Не то чтобы Хельмут этого не ожидал… Он сначала подумал, что можно было бы даже посопротивляться для приличия: он ведь отказался пить даже с Генрихом, а уж с таким человеком, как Вильхельм, пить было попросту грешно. Поэтому, конечно, стоило отказаться, но не хотелось тратить время на лишние разговоры. Нужно поскорее влить в Вильхельма отравленное вино, а ещё помолиться Господу, чтобы противоядие Кассии сработало. Всё было так сложно и напряжённо, что нервы не выдерживали… Сердце трепетало, пальцы дрожали, и хотелось просто сбежать к себе, броситься под одеяло и уснуть, уткнувшись лицом в подушку. Или не к себе, а к Генриху, и уснуть уже с ним, в его объятиях на узкой, тесной лежанке…

— Заставлять не надо, наливай, — громко заявил Хельмут и рассмеялся.
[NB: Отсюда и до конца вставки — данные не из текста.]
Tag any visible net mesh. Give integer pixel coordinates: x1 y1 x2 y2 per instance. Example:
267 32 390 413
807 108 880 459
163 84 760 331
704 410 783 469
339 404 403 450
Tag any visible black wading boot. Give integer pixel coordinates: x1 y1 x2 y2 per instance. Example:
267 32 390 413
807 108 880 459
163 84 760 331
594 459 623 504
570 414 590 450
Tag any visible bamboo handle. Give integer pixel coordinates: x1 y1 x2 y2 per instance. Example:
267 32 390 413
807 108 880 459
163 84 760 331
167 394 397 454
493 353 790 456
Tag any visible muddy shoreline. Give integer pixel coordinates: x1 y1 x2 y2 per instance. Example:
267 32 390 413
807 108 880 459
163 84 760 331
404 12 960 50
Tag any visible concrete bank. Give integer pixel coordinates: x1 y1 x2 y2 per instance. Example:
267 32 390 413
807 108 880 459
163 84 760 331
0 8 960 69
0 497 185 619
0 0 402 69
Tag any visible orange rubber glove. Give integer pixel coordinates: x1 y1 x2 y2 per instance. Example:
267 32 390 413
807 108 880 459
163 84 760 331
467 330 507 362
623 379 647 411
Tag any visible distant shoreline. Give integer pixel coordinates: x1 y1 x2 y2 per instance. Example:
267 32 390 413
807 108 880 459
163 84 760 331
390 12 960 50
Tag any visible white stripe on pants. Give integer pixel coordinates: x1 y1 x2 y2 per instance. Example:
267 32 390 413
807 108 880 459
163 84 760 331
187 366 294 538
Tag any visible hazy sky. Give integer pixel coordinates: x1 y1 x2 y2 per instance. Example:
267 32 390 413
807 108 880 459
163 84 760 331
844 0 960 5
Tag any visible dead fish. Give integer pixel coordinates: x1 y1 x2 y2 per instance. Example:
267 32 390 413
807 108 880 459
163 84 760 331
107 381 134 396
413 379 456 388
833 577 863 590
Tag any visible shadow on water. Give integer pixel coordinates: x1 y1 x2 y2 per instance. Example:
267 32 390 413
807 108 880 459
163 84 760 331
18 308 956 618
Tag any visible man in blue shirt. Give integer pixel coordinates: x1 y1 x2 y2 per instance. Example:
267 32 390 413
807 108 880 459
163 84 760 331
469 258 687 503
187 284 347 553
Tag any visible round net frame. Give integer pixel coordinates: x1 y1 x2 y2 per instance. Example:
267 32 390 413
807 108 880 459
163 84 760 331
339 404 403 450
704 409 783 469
Конечно, перед битвой много пить нельзя, но Вильхельма это явно не останавливало. И лишь в тот момент Хельмута посетила интереснейшая мысль: когда Вильхельм умрёт, его вещи будут отправлять в Остхен, в том числе и недопитую бутылку… Нужно куда-то её спрятать после всего, может, вернуть Кассии или попытаться уничтожить… Хельмут понял, что сейчас об этом думать не может. Ещё одна забота, ещё один груз на его плечи… Господи, да сколько можно-то?!

Но раз уж взялся — надо доделать.

— Подожди, не одним же вином ужинать будем, — усмехнулся Вильхельм.

Хельмуту стало не по себе. Мысли и так роились, как испуганные, разозлённые пчёлы, и догадка, что Остхен обо всём знает, привела их в ещё большее смятение. Он ведь, в свою очередь, может отравить еду, и кто знает, справится ли с такой отравой противоядие Кассии… Хельмут нервно сглотнул. Придётся внимательно следить за Вильхельмом и есть лишь то, что попробовал он.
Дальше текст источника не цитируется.